Former jailers sentenced in cover up

ATLANTA --- Two former Fulton County jailers were sentenced to prison Thursday and another was ordered to home confinement for lying to a grand jury and FBI investigators looking into an inmate's death at the troubled Fulton County jail.

 

Curtis Jerome Brown, 42, was sentenced to 27 months in prison -- the maximum sentence under the recommended guidelines. Mitnee Markette Jones, 47, received 15 months in prison. Both also were ordered to serve three years probation after their release.

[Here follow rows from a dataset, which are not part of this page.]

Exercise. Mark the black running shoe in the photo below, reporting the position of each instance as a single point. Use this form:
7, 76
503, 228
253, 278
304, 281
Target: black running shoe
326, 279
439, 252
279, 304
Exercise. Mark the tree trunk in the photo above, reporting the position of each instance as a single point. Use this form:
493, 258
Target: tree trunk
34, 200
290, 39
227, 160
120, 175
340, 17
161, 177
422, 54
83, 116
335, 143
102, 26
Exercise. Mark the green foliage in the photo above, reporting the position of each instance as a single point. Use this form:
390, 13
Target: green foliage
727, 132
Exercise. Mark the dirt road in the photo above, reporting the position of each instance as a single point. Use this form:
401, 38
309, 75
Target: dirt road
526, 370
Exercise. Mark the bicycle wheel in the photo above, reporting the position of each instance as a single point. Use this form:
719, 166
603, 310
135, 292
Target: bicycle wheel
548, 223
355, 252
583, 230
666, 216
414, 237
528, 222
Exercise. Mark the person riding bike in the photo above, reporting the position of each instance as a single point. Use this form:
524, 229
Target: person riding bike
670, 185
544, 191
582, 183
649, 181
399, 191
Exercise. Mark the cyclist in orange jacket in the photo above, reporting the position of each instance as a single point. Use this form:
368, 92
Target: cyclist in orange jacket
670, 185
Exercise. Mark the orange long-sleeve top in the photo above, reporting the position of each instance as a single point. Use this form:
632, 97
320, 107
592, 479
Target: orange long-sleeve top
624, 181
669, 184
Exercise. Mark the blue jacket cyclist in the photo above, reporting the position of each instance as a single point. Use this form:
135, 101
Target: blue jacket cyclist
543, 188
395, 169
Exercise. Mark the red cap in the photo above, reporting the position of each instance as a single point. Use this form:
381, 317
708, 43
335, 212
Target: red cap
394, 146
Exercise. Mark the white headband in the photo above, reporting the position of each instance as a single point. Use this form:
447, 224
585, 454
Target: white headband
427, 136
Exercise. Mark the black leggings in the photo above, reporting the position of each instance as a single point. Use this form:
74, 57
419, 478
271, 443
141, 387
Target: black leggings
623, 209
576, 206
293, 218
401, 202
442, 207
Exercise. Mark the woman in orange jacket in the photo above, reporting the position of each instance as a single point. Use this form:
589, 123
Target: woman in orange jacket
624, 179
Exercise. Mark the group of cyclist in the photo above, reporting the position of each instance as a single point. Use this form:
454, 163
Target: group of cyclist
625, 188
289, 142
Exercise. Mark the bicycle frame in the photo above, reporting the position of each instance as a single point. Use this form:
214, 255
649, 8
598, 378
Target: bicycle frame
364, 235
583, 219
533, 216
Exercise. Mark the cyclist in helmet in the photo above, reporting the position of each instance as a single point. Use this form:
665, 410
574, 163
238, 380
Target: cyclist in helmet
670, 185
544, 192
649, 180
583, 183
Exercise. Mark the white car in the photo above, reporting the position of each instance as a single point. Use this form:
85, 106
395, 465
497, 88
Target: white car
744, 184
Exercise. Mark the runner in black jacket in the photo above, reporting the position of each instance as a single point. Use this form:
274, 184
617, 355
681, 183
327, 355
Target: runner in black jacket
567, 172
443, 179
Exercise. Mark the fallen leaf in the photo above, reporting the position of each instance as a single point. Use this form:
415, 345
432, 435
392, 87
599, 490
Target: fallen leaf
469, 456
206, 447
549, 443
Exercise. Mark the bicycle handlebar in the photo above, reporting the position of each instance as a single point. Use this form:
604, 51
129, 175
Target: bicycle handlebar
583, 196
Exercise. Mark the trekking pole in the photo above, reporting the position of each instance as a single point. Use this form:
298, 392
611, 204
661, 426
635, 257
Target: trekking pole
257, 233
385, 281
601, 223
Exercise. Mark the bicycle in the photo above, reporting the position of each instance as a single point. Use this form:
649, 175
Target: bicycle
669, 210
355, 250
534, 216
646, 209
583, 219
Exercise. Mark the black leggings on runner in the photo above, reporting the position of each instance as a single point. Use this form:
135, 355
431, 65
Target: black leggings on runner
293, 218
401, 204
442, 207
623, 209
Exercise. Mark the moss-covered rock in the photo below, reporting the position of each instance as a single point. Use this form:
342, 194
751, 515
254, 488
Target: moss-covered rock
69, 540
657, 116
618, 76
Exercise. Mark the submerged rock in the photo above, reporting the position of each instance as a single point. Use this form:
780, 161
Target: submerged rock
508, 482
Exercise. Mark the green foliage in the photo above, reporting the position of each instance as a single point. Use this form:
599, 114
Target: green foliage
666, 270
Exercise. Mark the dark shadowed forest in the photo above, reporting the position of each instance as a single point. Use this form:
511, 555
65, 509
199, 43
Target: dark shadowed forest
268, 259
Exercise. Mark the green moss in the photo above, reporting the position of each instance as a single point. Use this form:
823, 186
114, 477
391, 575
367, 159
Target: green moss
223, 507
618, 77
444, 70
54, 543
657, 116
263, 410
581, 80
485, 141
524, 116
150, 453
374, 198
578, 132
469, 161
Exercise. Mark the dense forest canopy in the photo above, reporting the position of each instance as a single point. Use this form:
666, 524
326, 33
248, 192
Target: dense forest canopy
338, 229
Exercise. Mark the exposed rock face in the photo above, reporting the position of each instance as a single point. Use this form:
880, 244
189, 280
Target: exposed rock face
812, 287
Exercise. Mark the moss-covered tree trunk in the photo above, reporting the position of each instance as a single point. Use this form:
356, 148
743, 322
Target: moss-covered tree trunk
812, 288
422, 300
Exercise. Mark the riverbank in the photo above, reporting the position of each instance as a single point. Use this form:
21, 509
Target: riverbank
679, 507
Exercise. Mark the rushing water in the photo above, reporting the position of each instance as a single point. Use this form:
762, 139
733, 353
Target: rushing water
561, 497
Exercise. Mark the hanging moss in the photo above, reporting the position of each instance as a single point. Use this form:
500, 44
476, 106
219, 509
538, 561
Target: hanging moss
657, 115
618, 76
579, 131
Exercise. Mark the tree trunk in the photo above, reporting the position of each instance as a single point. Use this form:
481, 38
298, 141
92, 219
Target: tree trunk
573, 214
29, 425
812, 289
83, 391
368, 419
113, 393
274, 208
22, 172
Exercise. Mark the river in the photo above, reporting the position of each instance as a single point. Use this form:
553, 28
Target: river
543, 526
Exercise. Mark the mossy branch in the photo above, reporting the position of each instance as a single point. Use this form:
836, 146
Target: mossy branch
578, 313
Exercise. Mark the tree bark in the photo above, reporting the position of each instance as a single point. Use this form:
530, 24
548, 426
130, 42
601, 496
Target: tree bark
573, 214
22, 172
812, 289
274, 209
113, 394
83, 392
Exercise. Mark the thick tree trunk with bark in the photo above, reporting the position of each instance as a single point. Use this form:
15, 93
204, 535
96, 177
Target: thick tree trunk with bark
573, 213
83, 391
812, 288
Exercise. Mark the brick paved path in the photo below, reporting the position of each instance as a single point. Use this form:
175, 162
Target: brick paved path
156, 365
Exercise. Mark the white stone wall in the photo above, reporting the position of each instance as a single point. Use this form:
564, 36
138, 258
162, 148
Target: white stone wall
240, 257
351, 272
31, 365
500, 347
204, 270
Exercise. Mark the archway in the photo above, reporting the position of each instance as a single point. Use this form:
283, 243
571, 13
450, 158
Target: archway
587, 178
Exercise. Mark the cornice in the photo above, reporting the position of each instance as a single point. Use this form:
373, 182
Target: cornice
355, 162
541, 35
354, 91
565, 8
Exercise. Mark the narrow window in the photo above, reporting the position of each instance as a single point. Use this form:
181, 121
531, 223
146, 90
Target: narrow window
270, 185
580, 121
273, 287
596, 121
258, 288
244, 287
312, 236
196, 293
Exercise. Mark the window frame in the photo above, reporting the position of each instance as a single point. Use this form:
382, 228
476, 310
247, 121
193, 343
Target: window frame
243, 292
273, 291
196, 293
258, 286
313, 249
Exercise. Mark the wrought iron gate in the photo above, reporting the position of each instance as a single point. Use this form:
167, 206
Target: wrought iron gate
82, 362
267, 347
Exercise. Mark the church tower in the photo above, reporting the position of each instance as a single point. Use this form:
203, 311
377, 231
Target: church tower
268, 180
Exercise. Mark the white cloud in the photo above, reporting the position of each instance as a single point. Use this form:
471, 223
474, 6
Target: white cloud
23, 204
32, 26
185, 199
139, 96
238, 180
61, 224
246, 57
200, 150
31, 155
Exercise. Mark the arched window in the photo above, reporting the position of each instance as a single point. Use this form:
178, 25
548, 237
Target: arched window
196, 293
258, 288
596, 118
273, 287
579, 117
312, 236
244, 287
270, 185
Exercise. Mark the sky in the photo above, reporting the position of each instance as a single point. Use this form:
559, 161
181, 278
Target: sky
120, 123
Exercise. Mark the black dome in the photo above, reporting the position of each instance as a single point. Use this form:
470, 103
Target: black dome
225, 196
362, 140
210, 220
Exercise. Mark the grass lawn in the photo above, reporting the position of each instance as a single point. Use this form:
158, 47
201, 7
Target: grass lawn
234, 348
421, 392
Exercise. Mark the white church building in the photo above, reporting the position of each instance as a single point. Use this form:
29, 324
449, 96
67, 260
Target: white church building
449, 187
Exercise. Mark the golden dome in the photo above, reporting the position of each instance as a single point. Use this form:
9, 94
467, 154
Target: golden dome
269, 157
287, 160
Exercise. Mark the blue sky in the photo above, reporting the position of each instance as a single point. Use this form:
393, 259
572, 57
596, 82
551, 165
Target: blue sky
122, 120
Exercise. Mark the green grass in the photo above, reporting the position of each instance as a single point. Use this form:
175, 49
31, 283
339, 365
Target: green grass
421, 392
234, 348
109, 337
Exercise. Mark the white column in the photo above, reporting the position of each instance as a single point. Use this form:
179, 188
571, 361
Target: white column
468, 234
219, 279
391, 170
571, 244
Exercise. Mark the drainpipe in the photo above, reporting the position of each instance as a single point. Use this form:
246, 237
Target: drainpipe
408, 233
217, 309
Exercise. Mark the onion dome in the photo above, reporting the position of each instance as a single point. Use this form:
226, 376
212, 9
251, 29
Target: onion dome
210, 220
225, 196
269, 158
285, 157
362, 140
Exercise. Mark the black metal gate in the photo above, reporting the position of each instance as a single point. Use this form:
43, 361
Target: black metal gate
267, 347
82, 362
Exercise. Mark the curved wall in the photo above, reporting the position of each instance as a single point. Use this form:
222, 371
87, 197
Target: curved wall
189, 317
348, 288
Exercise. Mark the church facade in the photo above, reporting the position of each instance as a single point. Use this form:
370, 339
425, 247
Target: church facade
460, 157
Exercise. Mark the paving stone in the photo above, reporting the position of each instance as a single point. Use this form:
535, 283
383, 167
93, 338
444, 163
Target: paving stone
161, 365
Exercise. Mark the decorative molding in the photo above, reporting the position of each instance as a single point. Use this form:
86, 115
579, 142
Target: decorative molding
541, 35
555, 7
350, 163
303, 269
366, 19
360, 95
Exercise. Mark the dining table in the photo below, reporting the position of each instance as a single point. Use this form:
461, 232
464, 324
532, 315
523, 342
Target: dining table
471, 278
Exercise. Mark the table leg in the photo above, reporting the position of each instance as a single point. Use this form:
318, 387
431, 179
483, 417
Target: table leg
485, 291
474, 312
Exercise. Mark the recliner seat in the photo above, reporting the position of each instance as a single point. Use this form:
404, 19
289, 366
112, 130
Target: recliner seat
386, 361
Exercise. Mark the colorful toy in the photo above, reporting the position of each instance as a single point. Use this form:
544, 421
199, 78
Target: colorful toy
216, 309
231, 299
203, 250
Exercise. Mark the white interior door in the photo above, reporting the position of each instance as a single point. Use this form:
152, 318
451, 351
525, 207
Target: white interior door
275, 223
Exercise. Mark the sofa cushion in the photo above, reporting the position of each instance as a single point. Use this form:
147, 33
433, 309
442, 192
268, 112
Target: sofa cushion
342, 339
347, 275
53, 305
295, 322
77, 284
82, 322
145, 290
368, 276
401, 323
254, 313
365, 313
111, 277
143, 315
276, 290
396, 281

A third ex-jailer, 35-year-old Derontay Anton Langford, was sentenced to four months of home confinement and three years of probation. Prosecutors say he deserved a lighter sentence because he approached an FBI agent and told the truth after initially lying about what happened.

"If they had told the truth, they probably wouldn't be here today," Senior U.S. District Judge J. Owen Forrester said of the three defendants. "But they didn't. They lied."

The charges stem from an FBI investigation into the death of mentally ill inmate Richard Glasco, a 42-year-old Navy veteran who died at the jail in March 2008.

Glasco, who suffered from bipolar disorder, was being loud and banging on his cell door and window when the three officers entered his cell and subdued him, according to court testimony. About an hour later, they found him unresponsive on the cell floor and sent him to a hospital, where he was pronounced dead.

Prosecutors said the three collaborated to file false incident reports omitting the fact that they entered the cell, and that they later lied to investigators looking into Glasco's death. Now Glasco's family may never know what happened because the jailers covered up what happened, Forrester said.

The ex-jailers called several witnesses to vouch for their character, and each of the three urged Forrester to spare them a prison sentence.

"I want everyone to know that I am a good person," Jones said. "And if you have a friend in me, you have a friend for life."

But prosecutors urged Forrester to remember what happened to Glasco, a father of five who had been jailed on a disorderly conduct charge. And his sister, Yolanda Glasco, said during tearful testimony that her life was shattered by her brother's death.

"They don't have a father. I don't have a brother. A part of me died when he died," she said, her voice dropping to a whisper. "I just want justice for my brother. He's gone and I want it to mean something."